To end homelessness in America, we must strengthen our ability to prevent it in the first place. To do that, we must take a multi-sector approach that focuses on housing needs, housing stability, and risks of homelessness across many different public systems.
- Reduce the risk of housing crises. Communities must address the wide range of policies contributing to the availability of, and access to, an adequate supply of safe and affordable housing; health and behavioral health resources; education and meaningful and gainful employment; opportunities for economic mobility; affordable child care; and legal assistance.
- Reduce the risk of homelessness while households are engaged with or are transitioning from systems. Individuals or families are often engaged with multiple public systems, such as health and behavioral health care, child welfare, and the juvenile and criminal justice systems, prior to experiencing homelessness. Those systems must work together to increase awareness of and attentiveness to housing stability, as well as strengthen their transition and/or discharge planning activities that link people to other resources, including employment and other economic mobility supports. Communities can also consider policies that increase access to home-visiting programs, family support networks, school-based supports, and other community-based programs that focus on strong families and positive youth development. Family preservation and reunification can also be explored, whenever safe and appropriate, in order to address the disproportionate impact of homelessness on single mothers and youth of color.

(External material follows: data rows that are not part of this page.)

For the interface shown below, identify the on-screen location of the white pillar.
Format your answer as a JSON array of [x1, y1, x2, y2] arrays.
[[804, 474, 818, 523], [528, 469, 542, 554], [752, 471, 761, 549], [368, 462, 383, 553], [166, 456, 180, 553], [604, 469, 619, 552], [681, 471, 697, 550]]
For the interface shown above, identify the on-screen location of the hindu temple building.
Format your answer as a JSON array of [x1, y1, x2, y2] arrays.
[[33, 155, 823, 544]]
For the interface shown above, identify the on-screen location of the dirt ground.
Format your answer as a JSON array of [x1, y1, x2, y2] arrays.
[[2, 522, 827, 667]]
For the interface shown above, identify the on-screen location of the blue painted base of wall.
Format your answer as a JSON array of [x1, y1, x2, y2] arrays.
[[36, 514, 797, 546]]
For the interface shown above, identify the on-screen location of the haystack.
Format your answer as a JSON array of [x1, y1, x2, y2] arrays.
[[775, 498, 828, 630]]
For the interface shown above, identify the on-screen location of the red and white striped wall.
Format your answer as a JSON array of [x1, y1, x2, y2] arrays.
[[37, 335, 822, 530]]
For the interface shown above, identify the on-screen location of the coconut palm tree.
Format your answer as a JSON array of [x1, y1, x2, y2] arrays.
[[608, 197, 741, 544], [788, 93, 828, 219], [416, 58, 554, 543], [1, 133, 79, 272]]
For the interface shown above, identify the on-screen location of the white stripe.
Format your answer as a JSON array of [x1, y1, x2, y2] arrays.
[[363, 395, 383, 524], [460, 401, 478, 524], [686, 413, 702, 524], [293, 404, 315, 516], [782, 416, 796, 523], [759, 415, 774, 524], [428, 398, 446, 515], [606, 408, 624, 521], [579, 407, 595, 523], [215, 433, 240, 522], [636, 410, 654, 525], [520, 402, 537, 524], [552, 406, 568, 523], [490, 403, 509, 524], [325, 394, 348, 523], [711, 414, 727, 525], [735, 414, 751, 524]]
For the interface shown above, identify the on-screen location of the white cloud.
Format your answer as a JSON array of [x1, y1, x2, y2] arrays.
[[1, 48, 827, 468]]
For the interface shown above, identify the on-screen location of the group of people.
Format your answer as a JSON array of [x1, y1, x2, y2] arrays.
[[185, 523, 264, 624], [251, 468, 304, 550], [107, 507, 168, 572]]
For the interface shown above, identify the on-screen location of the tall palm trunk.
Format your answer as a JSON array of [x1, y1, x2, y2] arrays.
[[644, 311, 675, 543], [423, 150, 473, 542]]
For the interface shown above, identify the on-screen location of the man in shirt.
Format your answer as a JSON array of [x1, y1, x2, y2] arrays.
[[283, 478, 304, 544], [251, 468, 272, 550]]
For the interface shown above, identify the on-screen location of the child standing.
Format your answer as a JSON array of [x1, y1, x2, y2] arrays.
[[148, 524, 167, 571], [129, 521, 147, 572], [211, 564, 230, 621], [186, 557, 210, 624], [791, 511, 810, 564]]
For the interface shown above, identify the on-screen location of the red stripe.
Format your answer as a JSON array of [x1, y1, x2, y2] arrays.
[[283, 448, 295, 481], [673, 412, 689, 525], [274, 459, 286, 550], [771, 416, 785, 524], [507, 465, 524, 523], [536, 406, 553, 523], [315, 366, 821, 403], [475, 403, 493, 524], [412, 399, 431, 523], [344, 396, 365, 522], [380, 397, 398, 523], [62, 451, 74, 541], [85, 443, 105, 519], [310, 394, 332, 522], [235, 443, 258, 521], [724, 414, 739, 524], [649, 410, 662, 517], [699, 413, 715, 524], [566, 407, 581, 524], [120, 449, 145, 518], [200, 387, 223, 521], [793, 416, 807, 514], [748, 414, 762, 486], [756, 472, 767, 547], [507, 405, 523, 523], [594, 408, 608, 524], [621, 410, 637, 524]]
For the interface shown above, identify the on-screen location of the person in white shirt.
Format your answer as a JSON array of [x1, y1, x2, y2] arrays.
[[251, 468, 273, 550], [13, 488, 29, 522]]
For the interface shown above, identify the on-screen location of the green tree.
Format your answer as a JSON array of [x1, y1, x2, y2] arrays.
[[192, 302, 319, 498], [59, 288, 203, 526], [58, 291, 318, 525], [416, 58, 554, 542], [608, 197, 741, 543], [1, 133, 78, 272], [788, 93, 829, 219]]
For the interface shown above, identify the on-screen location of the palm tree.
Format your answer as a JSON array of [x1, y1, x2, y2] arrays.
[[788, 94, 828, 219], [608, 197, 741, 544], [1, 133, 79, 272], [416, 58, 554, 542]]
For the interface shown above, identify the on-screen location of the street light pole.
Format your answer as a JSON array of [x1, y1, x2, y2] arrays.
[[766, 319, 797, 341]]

- Target assistance to prevent housing crises that do occur from escalating further and resulting in homelessness. Targeted assistance may include a combination of financial assistance, mediation and diversion, housing location, legal assistance, employment services, or other supports—many of which can be provided by public, non-profit, faith-based, and philanthropic programs within the community. Housing status assessments are important tools for programs to effectively identify the most at-risk households, to connect them to the supportive services and/or resources that will best respond to their housing crisis.